Guest post by Sarah Lucy Cooper

The Oxford Centre for Criminology recently held a symposium entitled “Wrongful Conviction and the Death Penalty: The Inevitability of Error?” This post shares some of the ideas I presented at the symposium about the interaction between the Innocence Movement and the Death Penalty Abolition Movement in America.

The Innocence Movement calls into question the application of the death penalty. To date, 321 people have been exonerated by post-conviction DNA evidence in America and, with each exoneration, the call for abolition has grown more urgent. Furthermore, the active application of the death penalty makes the need to identify the innocent and the causes of wrongful conviction more urgent. As the Death Penalty Project’s recent report points out, the risk that innocent people will be executed “alone is one reason why countries have moved towards abolition of the death penalty…” A recent study by Samuel Gross and others confirms the need for heightened concern too, finding that “… if all death-sentenced defendants remained under sentence of death indefinitely, at least 4.1% would be exonerated.” Despite these findings, however, many assume that current frameworks – such as precedent, clemency and diligence requirements -- are effective for preventing and/or remedying wrongful conviction. In reality, however, all three have significant shortcomings.

Precedent The notion that precedent will prevent and/or remedy wrongful conviction is flawed. First, following “what has gone before,” when it comes to innocence issues, is problematic. This is because the Innocence Movement is so new and unique. History does not present us with answers to, for example, questions about DNA testing, false confessions, eyewitness error, and unreliable forensics. Consequently, the criminal justice system must respond to innocence issues in a fresh and tailored way, not in a re-hash of old rules and practices. Second, many legal precedents, in their current form and application, are not effective for preventing and/or remedying wrongful conviction. For instance, actual innocence thresholds often cannot often be satisfied without DNA evidence, despite the fact that DNA is available in no more than 10% of cases. Key due process protections like Strickland, Brady and Daubert are also inadequate. Moreover, there are precedents that actively foreclose credible innocence claims. For example, in Herrera the USSC stated actual innocence, alone, cannot be a ground for federal habeas relief, and in Osborne found that access to exculpatory DNA testing is not a right of procedural or substantive due process. Herrera and Osborne were both capital cases.

Clemency In Herrera the USSC stated that clemency was the “failsafe” of the criminal justice system. However, there are a number of reasons why clemency does not effectively handle innocence claims. First, history tells us that clemency has never truly been ‘innocentric’, or a power of legal significance, but rather a power of political expediency. Second, innocents face a plethora of obstacles including a lack of transparency, and unfavorable procedures and administrative board compositions when applying for relief via clemency. Third, the constitutional protection afforded to inmates subject to clemency procedures under Ohio Adult Parole Authority v Woodard is very thin. Woodard has allowed even the most suspect clemency procedures to pass constitutional muster. For instance, proceedings not allowing death row inmates to participate in pre-execution hearings, and proceedings where the decision-maker has declared a certain cohort of prisoners i.e., those on death row, under his regime, will never get clemency, have failed to trigger judicial intervention.

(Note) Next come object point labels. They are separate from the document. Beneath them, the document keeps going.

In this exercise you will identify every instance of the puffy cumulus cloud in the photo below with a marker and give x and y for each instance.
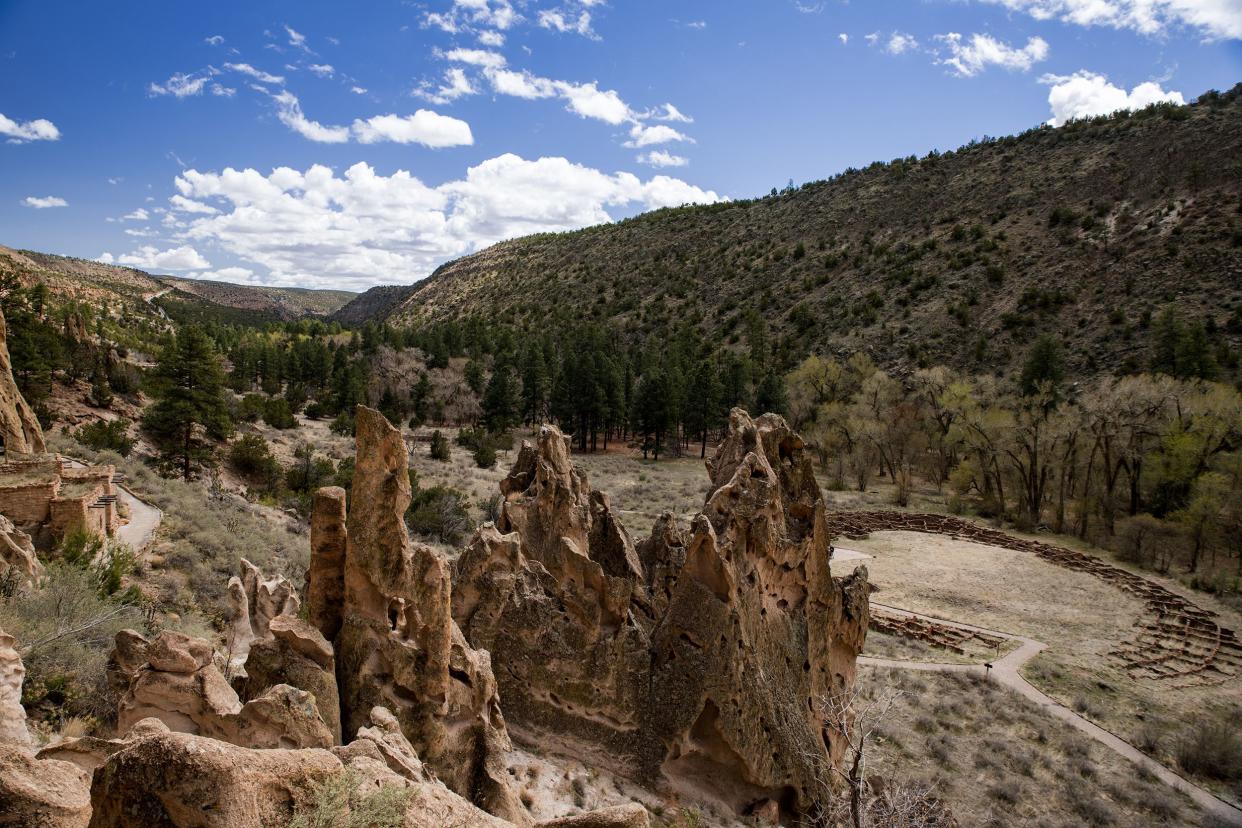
(647, 135)
(152, 258)
(465, 15)
(180, 86)
(360, 227)
(968, 58)
(44, 202)
(1216, 19)
(288, 111)
(1084, 94)
(565, 21)
(258, 75)
(424, 127)
(662, 158)
(901, 42)
(456, 85)
(27, 130)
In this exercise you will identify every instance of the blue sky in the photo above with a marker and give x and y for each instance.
(332, 144)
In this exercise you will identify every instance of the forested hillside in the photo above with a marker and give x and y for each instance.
(1086, 232)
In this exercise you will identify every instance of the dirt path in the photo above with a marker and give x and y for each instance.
(1006, 672)
(144, 518)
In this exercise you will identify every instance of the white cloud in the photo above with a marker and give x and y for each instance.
(180, 86)
(1084, 94)
(20, 133)
(563, 21)
(258, 75)
(424, 127)
(288, 111)
(455, 86)
(668, 112)
(643, 135)
(297, 40)
(970, 58)
(359, 229)
(661, 158)
(1217, 19)
(901, 42)
(174, 258)
(483, 57)
(189, 205)
(235, 274)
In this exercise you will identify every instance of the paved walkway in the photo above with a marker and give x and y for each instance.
(1006, 672)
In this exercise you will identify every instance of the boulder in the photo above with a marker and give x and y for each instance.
(326, 589)
(19, 426)
(398, 646)
(694, 662)
(41, 793)
(18, 558)
(174, 679)
(13, 715)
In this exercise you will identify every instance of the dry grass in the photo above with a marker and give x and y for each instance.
(997, 760)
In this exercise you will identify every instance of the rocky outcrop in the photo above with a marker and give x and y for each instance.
(19, 427)
(255, 601)
(18, 558)
(326, 587)
(41, 793)
(398, 646)
(174, 679)
(13, 715)
(185, 781)
(697, 662)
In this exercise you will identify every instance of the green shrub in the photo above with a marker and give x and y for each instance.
(338, 802)
(111, 436)
(440, 450)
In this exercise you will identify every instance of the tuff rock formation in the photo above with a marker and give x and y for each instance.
(18, 558)
(174, 679)
(19, 427)
(13, 715)
(396, 644)
(697, 663)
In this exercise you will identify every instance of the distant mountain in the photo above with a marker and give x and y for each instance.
(95, 282)
(964, 257)
(376, 303)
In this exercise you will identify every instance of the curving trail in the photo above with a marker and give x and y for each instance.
(1006, 672)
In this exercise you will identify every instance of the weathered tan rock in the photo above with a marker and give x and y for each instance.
(294, 654)
(399, 648)
(19, 426)
(693, 662)
(18, 554)
(41, 793)
(13, 715)
(622, 816)
(184, 781)
(326, 587)
(255, 601)
(175, 680)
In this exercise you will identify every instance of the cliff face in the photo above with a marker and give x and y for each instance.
(19, 427)
(696, 662)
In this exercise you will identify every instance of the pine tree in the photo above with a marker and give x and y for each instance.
(189, 410)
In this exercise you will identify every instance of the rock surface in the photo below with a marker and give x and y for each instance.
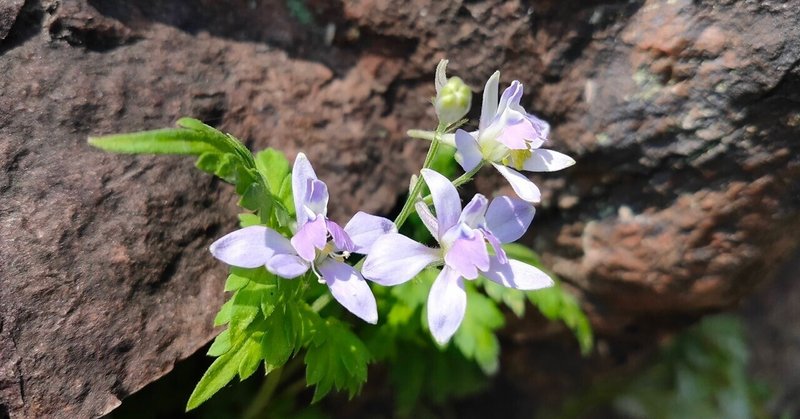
(682, 116)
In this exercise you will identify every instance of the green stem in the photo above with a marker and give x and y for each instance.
(421, 134)
(408, 206)
(466, 177)
(261, 401)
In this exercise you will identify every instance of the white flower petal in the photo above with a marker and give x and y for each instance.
(447, 303)
(489, 105)
(517, 275)
(508, 218)
(543, 160)
(521, 185)
(364, 229)
(445, 199)
(250, 247)
(302, 172)
(349, 289)
(395, 259)
(427, 218)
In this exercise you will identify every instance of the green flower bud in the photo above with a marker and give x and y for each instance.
(453, 97)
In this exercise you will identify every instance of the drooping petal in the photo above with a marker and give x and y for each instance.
(349, 289)
(521, 185)
(250, 247)
(316, 198)
(542, 160)
(287, 266)
(542, 127)
(474, 211)
(427, 218)
(496, 245)
(340, 238)
(518, 275)
(489, 105)
(508, 218)
(302, 172)
(311, 236)
(447, 303)
(395, 259)
(515, 136)
(468, 154)
(445, 199)
(364, 229)
(468, 253)
(511, 97)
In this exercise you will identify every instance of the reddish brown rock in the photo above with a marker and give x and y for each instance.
(682, 116)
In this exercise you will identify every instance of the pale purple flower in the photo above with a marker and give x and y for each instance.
(509, 138)
(318, 244)
(463, 236)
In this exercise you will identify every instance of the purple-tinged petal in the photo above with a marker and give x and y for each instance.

Diligence Requirements Diligence is a popular requirement of post-conviction relief rules, particularly those associated with newly discovered evidence. However, condemning an inmate because he has seemingly “sat on his rights” can be problematic. This is because -- quite innocuously – decades can pass without an innocent inmate being able to do anything significant to contribute to their release. Often, powerful circumstantial evidence of guilt exists, and inmates struggle to find exculpatory evidence. Additionally, inmates face a labyrinth of complex procedural post-conviction frameworks. Inmates must battle these frameworks with the presumption of innocence turned on its head, and often without legal assistance. Ironically though, sometimes an inmate needs time to pass in order to have a meaningful chance at proving their innocence. For instance, many exonerees have had to wait for DNA testing to be invented, the hallmarks of arson and shaken baby syndrome to be debunked, forensic identification techniques to be criticised, witnesses to recant, and undisclosed evidence to be found.

The Future: A Reason for Optimism Naturally, the inadequacy of precedent, clemency and diligence requirements for preventing and/ remedying wrongful conviction is exacerbated when an innocent is facing death. The shortcomings of these frameworks must be remedied. However, there is reason to be optimistic. A variety of innocence themed initiatives are developing across America, and innocence is a growing feature of legal, social and political discourse. This can only serve to strengthen the Death Penalty Abolition Movement. Stakeholders in the Innocence Movement and Death Penalty Abolition Movement must continue to energise these developments.

The author: Sarah Lucy Cooper is a Senior Lecturer in Law at Birmingham City University and a Fellow at the Arizona Justice Project. Her PhD considers the influence of finality and legal process theory on American post-conviction relief mechanisms, against the backdrop of the American Innocence Movement.